Your description of health care today — even at the supposedly ‘good’ places — is accurate. My 93-year-old mother and her 89-year-old sister had similar experiences. It seems like a crazy and cruel irony that so many elders lose their lives by inches with bodies still going long after joy has died. Thank you for telling it straight and telling it well.
Flossie was my English teacher at Lowell High School. My freshman year, the school declared “Famous Couples Day” and held a contest in the gym or the courtyard, I can’t remember. I said hey Flossie, you know Harold and Maude? She gave me a look. “You want me to play Maude to your Harold.” That look would have wilted plastic flowers. But she did it. (Somewhere there’s a picture – the Lowell 85 yearbook? I can’t find it.) I don’t remember if we won; if not, we were robbed. In any case Flossie was always and still remains game, giving, brilliant and hilarious, and as brutal as her last years have been I am very selfishly grateful to her doctors for not handing over that pill.
The Harold and Maude Wing. Yes yes yes.
Love the article. I also hope to find a way out of this life before it becomes too unbearable. However, with your great talent for writing, I hope you summon the energy to continue. My godmother, while still in fairly good health, though tired of living, at age 93 stopped eating. Said she wasn’t able to eat, but I think it was a form of Catholic suicide.
Thanks brave lady. My daily prayer/thought is that I will age with grace, which means some humor like yours and a bit of snark, sprinkled with lots of hope anyway. I have hope at 76 that the medical system will get it together. We have assisted living. Why not assisted dying? I loved reading Dr. Atul Gawande’s new book, Being Mortal—new ways of thinking about aging and dying. Thanks!
Harold and Maude was an firm favourite of mine.
I bewail the US healthcare system that has seen you suffer, Flossie! How dare they! They should have such ‘care’!
Our own dear politicians are trying their utmost to foister on we Aussies this ghastly system… They too should have ‘such care’!
Dear Ms. Lewis: Thank you for an excellent essay. At a healthy, active 73 years of age, I had a Hip Implant surgery. One year later, another surgery on the other side.

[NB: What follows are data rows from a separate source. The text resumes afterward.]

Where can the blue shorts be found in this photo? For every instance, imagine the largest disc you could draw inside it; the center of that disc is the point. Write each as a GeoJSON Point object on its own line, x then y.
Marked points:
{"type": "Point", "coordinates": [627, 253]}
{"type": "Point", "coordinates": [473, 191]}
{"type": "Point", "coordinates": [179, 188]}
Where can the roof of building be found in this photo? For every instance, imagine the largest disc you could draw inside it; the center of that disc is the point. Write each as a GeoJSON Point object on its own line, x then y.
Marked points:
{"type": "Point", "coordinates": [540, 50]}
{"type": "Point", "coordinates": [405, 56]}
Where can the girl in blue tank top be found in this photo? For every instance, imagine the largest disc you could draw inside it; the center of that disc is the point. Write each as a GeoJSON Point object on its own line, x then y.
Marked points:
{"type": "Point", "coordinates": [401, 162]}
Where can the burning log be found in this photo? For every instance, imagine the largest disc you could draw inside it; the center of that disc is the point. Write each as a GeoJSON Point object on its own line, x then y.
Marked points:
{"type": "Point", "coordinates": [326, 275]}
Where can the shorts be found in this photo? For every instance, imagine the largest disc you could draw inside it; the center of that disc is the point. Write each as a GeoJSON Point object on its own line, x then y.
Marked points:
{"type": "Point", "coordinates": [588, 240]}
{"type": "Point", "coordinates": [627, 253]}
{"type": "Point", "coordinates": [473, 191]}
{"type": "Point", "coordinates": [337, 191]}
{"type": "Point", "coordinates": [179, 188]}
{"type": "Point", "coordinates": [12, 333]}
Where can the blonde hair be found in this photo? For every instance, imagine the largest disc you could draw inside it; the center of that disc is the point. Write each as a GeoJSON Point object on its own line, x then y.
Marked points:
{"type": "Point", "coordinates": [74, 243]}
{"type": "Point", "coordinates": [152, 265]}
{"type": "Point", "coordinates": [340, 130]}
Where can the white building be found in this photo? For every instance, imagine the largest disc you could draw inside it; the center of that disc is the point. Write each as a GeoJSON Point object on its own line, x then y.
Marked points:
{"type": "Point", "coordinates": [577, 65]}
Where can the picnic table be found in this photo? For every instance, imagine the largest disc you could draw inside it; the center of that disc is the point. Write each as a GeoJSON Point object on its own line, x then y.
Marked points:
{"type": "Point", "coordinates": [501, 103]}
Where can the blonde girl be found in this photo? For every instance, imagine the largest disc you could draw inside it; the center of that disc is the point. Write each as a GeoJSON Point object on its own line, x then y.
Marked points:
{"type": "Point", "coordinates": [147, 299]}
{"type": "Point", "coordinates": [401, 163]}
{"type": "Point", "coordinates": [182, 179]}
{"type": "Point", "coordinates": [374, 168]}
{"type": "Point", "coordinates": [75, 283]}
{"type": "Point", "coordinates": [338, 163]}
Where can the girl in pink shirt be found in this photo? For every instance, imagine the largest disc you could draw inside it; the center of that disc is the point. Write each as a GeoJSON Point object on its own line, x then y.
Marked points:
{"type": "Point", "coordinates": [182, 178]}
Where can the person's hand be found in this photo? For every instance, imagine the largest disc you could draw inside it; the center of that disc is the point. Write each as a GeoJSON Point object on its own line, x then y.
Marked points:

I can relate to much about your reports in the medical experience.
It is very odd to me, to be realizing many things that will never “BE” AGAIN. I only hope to remain peaceful and accepting enough to welcome life’s changes, adjustments, new ways of enjoying the next twenty years. May your writing be doing this for you, carry on!
Great piece. I, too, wish that a veterinarian could put me out of my misery, when the time comes. How come we can be so kind to our pets, yet so cruel to ourselves?
Your indomitable spirit comes thru in this piece. Oh the indignities of aging. You are a good observer. This seems to enable you to see how ludicrous it all is. Your humor comes thru Love the Harold and Maude wing. Your life sounds full in many ways. We will all be where you are someday soon. We need to figure out how to make it work. Thanks for writing this.